(DRAFT)

CIS Working Group 3 - CIS Thesaurus and Glossary

Introduction

The first regional meeting of CIS National and Collaborating Centres was held at CIS Headquarters in Geneva, Switzerland, on 17-18 May 2005.

The meeting was held at the request of a number of representatives of CIS Centres in the region, in part because this year's regular CIS Centres meeting is scheduled to be held in Orlando, Florida, and it will be inconvenient for some European Centres representatives to attend it.

There were a number of the outcomes from the meeting see descriptions in both CIS Newsletters June 2005 and July 2005 www.sheilapantry.com/cis

The Future and Priorities

The discussions that followed gave a real opportunity to start and determine what is needed as priorities to create the new CIS Network.

Four Working Groups (WG) were formed as follows with CIS members who volunteered to start the work immediately:

WG 1 on Publicity, Promotion and Communications
Members: Sheila Pantry (UK), Irja Laamanen (Finland), Roman Litvyakov (Russian Federation) and Annick Virot (CIS HQ).
The Draft paper has already being discussed within the WG and CIS members worldwide and is currently being finalised for presentation at the CIS Annual Meeting in September in Orlando.
See Draft report on www.sheilapantry.com/cis/other/wp01.html

WG 2 on the development of the CIS Portal and the use of the CIS Logo on Centres web pages
Members: Katalin Balogh (Hungary), Roman Litvyakov (Russian Federation), Andras Szucs and Begonia Casaneuva (both CIS HQ).
The Draft paper is expected to be discussed with CIS members present at the Geneva meeting them finalised for the CIS Annual Meeting in September 2005 in Orlando.
First draft has been sent for comments to the initial Working Group.

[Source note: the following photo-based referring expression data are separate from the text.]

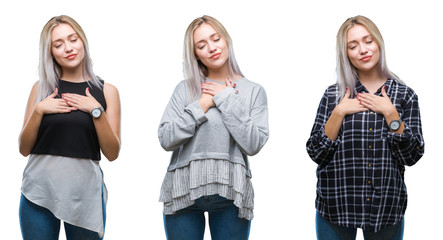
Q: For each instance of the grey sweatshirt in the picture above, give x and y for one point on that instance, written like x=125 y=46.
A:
x=235 y=128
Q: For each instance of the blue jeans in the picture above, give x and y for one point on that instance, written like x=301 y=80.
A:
x=329 y=231
x=224 y=223
x=38 y=223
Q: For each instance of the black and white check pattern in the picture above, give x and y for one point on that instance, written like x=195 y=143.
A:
x=361 y=174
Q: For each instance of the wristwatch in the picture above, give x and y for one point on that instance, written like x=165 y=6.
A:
x=97 y=112
x=395 y=125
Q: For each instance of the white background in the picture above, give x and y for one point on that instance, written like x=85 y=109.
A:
x=286 y=46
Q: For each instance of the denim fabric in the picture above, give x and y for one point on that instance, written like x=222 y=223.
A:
x=329 y=231
x=224 y=223
x=38 y=223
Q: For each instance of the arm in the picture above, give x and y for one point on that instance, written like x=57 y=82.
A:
x=248 y=125
x=180 y=121
x=108 y=124
x=408 y=147
x=34 y=114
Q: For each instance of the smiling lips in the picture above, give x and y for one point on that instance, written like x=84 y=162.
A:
x=71 y=57
x=366 y=58
x=215 y=56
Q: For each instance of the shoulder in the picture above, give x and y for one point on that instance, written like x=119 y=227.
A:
x=400 y=88
x=250 y=83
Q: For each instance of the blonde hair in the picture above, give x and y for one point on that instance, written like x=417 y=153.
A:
x=195 y=71
x=50 y=71
x=347 y=74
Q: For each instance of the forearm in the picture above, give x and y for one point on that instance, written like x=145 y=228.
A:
x=391 y=116
x=29 y=133
x=108 y=139
x=333 y=125
x=175 y=130
x=248 y=127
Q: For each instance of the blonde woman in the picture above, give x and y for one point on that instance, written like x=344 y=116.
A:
x=70 y=117
x=366 y=131
x=214 y=120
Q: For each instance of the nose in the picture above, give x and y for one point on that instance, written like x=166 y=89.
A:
x=68 y=47
x=363 y=49
x=211 y=47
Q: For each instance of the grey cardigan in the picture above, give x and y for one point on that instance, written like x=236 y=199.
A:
x=235 y=128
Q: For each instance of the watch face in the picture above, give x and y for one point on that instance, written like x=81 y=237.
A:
x=96 y=112
x=395 y=125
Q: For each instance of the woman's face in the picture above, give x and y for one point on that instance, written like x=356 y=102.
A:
x=67 y=48
x=363 y=51
x=210 y=47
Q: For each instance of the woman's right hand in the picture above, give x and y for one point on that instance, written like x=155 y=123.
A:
x=349 y=105
x=52 y=105
x=34 y=114
x=206 y=102
x=346 y=107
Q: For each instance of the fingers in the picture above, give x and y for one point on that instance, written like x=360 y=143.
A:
x=54 y=94
x=383 y=92
x=228 y=82
x=87 y=92
x=348 y=93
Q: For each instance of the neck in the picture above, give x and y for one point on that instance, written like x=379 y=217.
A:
x=221 y=74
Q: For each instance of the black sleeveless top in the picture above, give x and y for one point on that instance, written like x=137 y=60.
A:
x=70 y=134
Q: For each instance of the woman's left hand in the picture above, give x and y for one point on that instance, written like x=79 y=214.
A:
x=379 y=104
x=213 y=88
x=83 y=103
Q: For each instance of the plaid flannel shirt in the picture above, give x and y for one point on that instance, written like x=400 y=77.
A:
x=361 y=174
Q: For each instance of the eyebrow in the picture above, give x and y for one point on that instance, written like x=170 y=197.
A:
x=353 y=41
x=70 y=35
x=212 y=35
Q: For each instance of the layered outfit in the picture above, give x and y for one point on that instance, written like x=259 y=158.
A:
x=210 y=150
x=361 y=174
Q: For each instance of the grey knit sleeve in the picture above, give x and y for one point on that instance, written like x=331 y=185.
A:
x=179 y=121
x=244 y=112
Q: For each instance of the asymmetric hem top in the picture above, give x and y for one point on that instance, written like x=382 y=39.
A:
x=210 y=149
x=63 y=172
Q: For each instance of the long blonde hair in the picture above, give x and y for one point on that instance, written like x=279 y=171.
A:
x=347 y=74
x=49 y=70
x=194 y=71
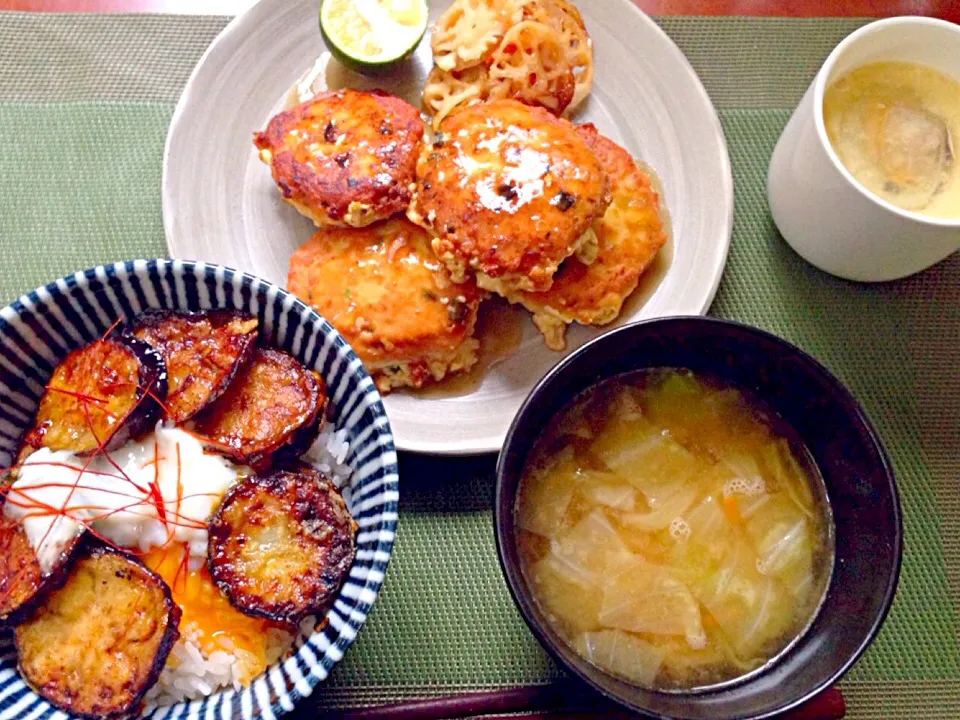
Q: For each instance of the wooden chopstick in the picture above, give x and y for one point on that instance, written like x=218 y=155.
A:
x=546 y=701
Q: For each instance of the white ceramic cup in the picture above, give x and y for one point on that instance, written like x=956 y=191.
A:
x=825 y=214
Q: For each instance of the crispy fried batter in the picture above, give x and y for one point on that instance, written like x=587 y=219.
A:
x=630 y=234
x=346 y=157
x=202 y=351
x=270 y=412
x=101 y=394
x=281 y=546
x=509 y=191
x=98 y=643
x=385 y=291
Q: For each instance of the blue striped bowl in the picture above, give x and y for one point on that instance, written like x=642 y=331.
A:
x=41 y=327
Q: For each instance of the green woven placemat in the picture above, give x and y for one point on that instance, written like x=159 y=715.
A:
x=84 y=106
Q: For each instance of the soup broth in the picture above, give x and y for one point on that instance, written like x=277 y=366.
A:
x=894 y=126
x=673 y=530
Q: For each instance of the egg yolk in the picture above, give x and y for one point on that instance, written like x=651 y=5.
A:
x=208 y=618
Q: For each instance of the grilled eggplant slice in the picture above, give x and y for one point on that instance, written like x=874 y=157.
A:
x=99 y=642
x=202 y=351
x=100 y=395
x=23 y=582
x=281 y=545
x=270 y=413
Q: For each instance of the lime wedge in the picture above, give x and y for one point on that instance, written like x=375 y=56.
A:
x=370 y=35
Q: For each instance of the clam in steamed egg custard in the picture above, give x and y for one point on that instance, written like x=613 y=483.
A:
x=673 y=530
x=895 y=126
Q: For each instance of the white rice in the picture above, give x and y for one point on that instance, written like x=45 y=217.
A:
x=189 y=674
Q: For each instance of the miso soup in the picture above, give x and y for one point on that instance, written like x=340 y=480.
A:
x=673 y=530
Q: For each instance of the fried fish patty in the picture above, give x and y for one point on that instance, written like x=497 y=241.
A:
x=385 y=291
x=509 y=191
x=346 y=157
x=629 y=235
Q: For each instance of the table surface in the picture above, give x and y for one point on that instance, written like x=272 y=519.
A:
x=913 y=670
x=947 y=9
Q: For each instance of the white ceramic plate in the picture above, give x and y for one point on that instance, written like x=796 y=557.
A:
x=220 y=204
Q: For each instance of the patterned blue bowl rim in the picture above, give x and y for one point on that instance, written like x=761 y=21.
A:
x=40 y=327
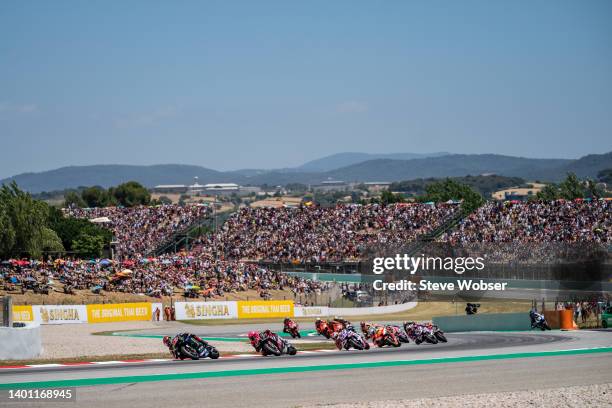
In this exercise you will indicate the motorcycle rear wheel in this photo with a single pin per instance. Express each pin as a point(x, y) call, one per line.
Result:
point(189, 352)
point(270, 349)
point(213, 353)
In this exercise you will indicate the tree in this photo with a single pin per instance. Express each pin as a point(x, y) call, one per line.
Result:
point(550, 192)
point(88, 246)
point(24, 219)
point(164, 200)
point(97, 197)
point(571, 188)
point(449, 189)
point(51, 242)
point(7, 232)
point(67, 228)
point(593, 190)
point(73, 199)
point(388, 197)
point(605, 176)
point(131, 194)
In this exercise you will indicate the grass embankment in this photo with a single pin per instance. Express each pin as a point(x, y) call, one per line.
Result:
point(127, 357)
point(82, 297)
point(423, 311)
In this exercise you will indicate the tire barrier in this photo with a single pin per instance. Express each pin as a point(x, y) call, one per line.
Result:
point(484, 322)
point(20, 343)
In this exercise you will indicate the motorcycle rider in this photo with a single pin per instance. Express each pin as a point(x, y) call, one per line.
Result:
point(342, 321)
point(535, 318)
point(175, 346)
point(255, 339)
point(286, 323)
point(368, 329)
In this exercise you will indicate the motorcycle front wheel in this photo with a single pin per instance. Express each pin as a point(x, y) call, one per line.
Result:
point(189, 352)
point(270, 349)
point(213, 353)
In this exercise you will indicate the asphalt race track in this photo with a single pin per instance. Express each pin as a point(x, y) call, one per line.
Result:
point(469, 363)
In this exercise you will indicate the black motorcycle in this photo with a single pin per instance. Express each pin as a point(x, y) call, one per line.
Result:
point(195, 348)
point(538, 321)
point(275, 345)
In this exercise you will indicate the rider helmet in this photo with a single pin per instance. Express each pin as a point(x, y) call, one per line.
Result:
point(253, 335)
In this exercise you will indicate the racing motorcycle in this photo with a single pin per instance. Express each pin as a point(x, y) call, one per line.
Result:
point(292, 328)
point(328, 327)
point(323, 328)
point(194, 348)
point(348, 339)
point(385, 336)
point(419, 333)
point(273, 344)
point(438, 334)
point(538, 321)
point(400, 333)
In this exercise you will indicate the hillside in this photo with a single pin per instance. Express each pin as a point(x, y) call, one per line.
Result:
point(338, 160)
point(112, 174)
point(456, 165)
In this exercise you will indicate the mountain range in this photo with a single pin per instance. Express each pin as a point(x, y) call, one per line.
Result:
point(343, 166)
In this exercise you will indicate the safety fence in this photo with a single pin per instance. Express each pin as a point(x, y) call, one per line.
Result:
point(92, 313)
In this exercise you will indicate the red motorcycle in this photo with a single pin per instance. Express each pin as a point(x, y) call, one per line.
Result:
point(386, 337)
point(273, 344)
point(323, 328)
point(292, 328)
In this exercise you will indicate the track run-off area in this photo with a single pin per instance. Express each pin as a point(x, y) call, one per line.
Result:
point(469, 363)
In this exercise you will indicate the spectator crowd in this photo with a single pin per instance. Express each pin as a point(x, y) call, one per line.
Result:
point(140, 230)
point(226, 261)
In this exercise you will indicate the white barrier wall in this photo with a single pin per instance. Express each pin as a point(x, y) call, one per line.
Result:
point(205, 310)
point(307, 311)
point(60, 314)
point(20, 343)
point(358, 311)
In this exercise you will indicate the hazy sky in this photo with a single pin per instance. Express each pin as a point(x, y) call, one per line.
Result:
point(232, 84)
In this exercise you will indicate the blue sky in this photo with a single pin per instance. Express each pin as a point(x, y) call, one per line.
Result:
point(266, 84)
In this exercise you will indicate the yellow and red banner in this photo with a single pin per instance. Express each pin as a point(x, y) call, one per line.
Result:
point(265, 308)
point(118, 312)
point(23, 313)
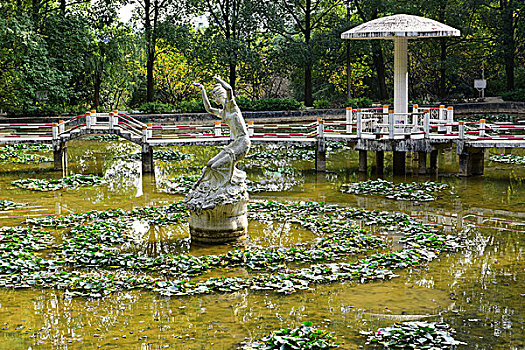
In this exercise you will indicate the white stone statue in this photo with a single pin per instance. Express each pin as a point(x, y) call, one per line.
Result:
point(219, 198)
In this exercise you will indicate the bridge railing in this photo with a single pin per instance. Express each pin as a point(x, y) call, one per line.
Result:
point(221, 131)
point(26, 130)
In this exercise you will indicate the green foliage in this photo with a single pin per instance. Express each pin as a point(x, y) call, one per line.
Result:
point(276, 104)
point(303, 337)
point(320, 104)
point(515, 95)
point(359, 102)
point(156, 107)
point(192, 106)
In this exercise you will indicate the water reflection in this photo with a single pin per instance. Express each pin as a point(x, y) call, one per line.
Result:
point(479, 291)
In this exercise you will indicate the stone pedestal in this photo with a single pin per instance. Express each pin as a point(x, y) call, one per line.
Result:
point(222, 224)
point(320, 155)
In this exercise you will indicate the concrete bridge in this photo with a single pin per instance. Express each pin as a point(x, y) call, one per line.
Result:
point(378, 130)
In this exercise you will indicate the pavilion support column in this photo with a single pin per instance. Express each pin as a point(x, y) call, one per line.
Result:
point(380, 162)
point(59, 156)
point(422, 163)
point(362, 161)
point(472, 162)
point(147, 159)
point(320, 155)
point(433, 160)
point(399, 163)
point(401, 76)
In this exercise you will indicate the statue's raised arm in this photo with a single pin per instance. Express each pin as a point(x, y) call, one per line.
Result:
point(227, 87)
point(218, 200)
point(206, 101)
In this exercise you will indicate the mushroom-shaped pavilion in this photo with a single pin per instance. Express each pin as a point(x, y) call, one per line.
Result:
point(400, 28)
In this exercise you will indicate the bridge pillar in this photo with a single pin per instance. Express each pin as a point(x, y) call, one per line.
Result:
point(433, 160)
point(380, 162)
point(320, 155)
point(422, 163)
point(59, 156)
point(362, 161)
point(147, 159)
point(399, 163)
point(471, 162)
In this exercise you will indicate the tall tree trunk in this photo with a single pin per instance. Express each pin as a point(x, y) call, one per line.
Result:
point(442, 89)
point(509, 42)
point(379, 64)
point(233, 75)
point(150, 49)
point(96, 94)
point(348, 60)
point(149, 75)
point(443, 70)
point(308, 96)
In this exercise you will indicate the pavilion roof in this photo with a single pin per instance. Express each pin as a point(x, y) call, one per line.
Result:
point(407, 26)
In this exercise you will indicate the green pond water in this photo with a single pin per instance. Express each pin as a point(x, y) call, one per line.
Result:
point(479, 291)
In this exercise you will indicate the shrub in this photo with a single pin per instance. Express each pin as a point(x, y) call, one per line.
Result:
point(193, 106)
point(359, 102)
point(514, 95)
point(156, 107)
point(320, 104)
point(276, 104)
point(244, 103)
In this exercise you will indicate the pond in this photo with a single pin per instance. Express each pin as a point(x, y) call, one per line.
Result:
point(478, 290)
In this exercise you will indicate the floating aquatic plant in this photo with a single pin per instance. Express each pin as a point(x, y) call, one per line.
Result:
point(414, 191)
point(104, 137)
point(508, 159)
point(96, 239)
point(302, 337)
point(414, 335)
point(22, 157)
point(72, 181)
point(163, 155)
point(6, 204)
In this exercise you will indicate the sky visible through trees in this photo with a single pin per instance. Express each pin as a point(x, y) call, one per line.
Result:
point(64, 56)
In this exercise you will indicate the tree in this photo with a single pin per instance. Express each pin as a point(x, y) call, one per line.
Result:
point(297, 20)
point(153, 13)
point(504, 18)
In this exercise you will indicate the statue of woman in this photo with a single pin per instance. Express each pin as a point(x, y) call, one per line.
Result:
point(220, 170)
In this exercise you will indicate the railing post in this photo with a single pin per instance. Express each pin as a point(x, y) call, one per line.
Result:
point(359, 123)
point(88, 120)
point(150, 130)
point(93, 117)
point(115, 118)
point(348, 120)
point(482, 128)
point(144, 134)
point(385, 114)
point(426, 124)
point(450, 119)
point(391, 124)
point(320, 128)
point(442, 119)
point(414, 117)
point(55, 131)
point(217, 129)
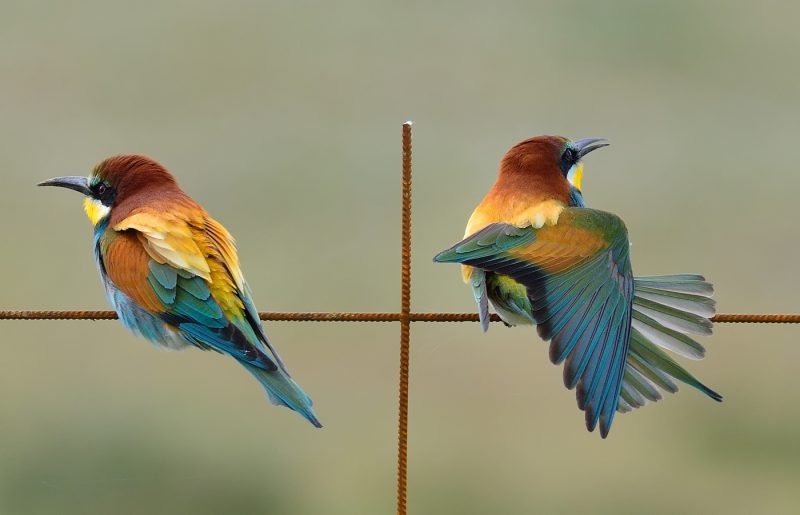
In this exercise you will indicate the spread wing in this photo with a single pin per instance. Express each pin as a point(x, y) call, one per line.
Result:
point(579, 281)
point(184, 269)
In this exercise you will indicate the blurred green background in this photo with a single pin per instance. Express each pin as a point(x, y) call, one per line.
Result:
point(283, 119)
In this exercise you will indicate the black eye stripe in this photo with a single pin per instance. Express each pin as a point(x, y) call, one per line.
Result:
point(568, 158)
point(104, 193)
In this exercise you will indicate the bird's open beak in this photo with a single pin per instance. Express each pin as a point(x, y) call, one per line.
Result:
point(73, 182)
point(587, 145)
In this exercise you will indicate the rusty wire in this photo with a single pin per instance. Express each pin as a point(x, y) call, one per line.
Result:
point(338, 316)
point(405, 317)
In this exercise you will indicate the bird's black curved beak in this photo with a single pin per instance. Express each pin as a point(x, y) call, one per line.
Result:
point(587, 145)
point(73, 182)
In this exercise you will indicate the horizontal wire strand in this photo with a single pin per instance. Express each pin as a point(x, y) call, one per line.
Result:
point(334, 316)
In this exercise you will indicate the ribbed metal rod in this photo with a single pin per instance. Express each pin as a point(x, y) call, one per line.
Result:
point(405, 326)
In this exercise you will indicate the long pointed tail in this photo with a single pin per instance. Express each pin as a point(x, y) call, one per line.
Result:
point(283, 391)
point(666, 309)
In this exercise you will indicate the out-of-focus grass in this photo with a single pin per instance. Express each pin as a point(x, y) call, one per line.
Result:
point(284, 121)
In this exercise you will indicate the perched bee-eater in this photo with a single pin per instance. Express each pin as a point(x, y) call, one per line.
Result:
point(541, 257)
point(171, 272)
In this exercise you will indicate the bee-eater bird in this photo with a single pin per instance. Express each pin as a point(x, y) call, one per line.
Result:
point(541, 257)
point(171, 272)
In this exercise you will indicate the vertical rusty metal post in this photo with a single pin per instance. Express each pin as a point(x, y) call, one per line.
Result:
point(405, 326)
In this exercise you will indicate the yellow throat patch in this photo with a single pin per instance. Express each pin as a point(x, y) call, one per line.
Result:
point(95, 209)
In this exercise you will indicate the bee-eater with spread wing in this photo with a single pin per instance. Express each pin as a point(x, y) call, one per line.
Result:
point(171, 272)
point(541, 257)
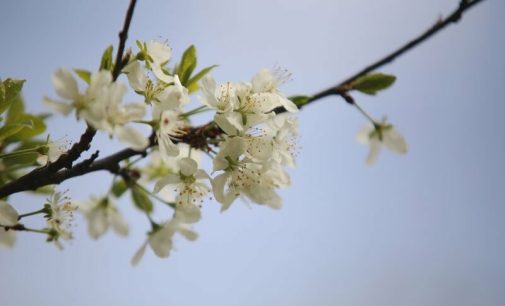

WG 3 on CIS Thesaurus and Glossary
Members: Katalin Balogh (Hungary), Andras Szucs and Gabor Sandi (both CIS HQ). Sheila Pantry (UK)
The Draft paper is herewith and because of timescales is now sent to the WG and with CIS members present at the Geneva meeting. It will then be finalised for presentation at the CIS Annual Meeting in September 2005 in Orlando.

WG 4 on Training and E-Learning
Members: Sheila Pantry (UK), Irja Laamanen (Finland), Roman Litvyakov (Russian Federation) Catherine Blotiere (France), Maria Castriotta (Italy) Boryana Barbukova (Bulgaria) and Annick Virot (CIS HQ).
The Draft paper has already being discussed within the WG and CIS members worldwide and is currently being finalised for presentation at the CIS Annual Meeting in September in Orlando.
See Draft report on www.sheilapantry.com/cis/other/wp04.html


Reason for the Working Group being set up

At the Geneva meeting it was suggested that the CIS thesaurus be updated and its scope enlarged, taking into account similar thesauri published by other sources (e.g. the European Union's European Agency for Safety and Health at Work, the National Occupational Health and Safety Commission (NOHSC) in Australia and any others).

Which thesauri are available and current state of each one

The following is a brief description of current state of known Occupational Health and Safety (OSH) thesauri. If others are known to CIS members please will they send details to Gabor Sandi and also Sheila Pantry see below for contact details.


CIS thesaurus

The CIS Thesaurus is the trilingual (English, French, Spanish) source of terms used to index the CIS bulletin and database. It can also supply "meta" tags for indexing Web pages, and its system of facet codes has been used to organize occupational safety and health libraries and information centres.

The terms are organized hierarchically according to their specificity. Each term is associated with a facet code, which is a combination of letters or numbers that indicates the place of the term in the hierarchy.

The CIS Thesaurus represents a slight variation from the "classic" thesaurus paradigm: because terms and their facets are not generally added to the thesaurus unless they have been used to index a document, it may happen that there is no generic term covering one or more terms at a particular level in the thesaurus, although there may be an even broader term further up the hierarchy.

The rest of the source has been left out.